A place of his own among the political orators of his day must be assigned to Robert Lowe, afterwards viscount Sherbrooke, a liberal in the general tendency of his ideas and texture of his intellect, but raised to the height of his political influence and oratorical renown as the protagonist of the struggle against democratic reform, with Edward Horsman as the second spokesman of the Cave (1866–7). In Lowe’s speeches, as in his conversation (his writings were few), his academical training found very distinct expression, though antithetically mixed with a stinging wit and with a knowledge of registration and administration taught by eight years of colonial, followed by a long and varied home, experience of parliamentary and official life. But the intrinsic power of his oratory was such as to enable him to fight with unparalleled effect the battle on which he had chosen to enter against what he called the sentimental, the fatalistic and the aggressive or compulsory democracy, as represented by Mill, Gladstone and Bright; and his brief autobiography remains to illustrate the nature of his wit, under which all sentiment withered away.

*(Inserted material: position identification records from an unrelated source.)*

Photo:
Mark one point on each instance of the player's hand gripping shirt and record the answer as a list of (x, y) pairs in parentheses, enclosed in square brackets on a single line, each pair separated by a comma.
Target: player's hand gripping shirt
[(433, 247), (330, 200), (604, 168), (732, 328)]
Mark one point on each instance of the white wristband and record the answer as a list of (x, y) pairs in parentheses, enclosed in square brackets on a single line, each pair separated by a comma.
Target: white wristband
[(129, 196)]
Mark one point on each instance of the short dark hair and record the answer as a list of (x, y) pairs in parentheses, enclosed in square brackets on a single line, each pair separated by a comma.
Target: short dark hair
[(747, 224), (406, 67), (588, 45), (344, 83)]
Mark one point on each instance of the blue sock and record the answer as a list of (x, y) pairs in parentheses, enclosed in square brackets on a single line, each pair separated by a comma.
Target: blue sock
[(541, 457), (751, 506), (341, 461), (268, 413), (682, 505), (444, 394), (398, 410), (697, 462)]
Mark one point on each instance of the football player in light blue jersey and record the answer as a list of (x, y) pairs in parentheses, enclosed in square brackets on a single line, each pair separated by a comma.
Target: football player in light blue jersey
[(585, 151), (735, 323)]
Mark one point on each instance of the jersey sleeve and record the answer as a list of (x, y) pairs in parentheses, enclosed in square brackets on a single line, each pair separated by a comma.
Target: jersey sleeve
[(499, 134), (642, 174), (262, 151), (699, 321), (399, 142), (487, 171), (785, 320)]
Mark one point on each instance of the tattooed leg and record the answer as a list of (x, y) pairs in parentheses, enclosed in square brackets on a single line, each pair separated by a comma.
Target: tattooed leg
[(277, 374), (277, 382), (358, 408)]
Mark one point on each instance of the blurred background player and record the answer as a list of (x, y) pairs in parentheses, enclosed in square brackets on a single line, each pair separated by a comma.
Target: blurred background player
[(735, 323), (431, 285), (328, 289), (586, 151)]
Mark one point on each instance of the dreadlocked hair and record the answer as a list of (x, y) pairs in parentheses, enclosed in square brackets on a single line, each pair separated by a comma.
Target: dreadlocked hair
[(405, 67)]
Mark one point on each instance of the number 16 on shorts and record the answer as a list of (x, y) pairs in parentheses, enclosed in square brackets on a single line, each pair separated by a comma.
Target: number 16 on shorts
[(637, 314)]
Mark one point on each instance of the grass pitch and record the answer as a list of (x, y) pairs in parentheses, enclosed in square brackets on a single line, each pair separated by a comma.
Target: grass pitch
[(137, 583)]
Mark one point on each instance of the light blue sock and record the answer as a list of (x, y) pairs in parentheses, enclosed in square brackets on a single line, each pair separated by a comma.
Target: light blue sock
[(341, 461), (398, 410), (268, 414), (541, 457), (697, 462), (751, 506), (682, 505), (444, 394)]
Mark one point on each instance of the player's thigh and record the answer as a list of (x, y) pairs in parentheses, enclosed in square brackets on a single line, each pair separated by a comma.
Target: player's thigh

In this enumeration, we must pass by those whose public life was mainly occupied with questions, whether of foreign or home policy, which did not reach their solution in the nineteenth century and some of which remain unsolved at the present day. Among these were, on the conservative side, at least one statesman of commanding personality—Robert Cecil, third marquis of Salisbury—who, without ever quite laying aside the “flouts” and “gibes” of less responsible days, and often, seemingly, careless of the immediate effect of indiscretions which would have shaken the trust in the self-control of a lesser man, impressed large audiences as well as the discerning few with his fitness to guide the vessel of state through storms or shoals.

The life of Joseph Chamberlain ended only yesterday, but in the chief campaign which it was not given to him to carry to an issue, he had exercised too potent an influence upon the future of the British empire to make it easy to pass by his name in silence in the present connection. But the whole of his parliamentary career, shortened as it was by physical failure, falls outside the limits within which we judge it right to confine this chapter.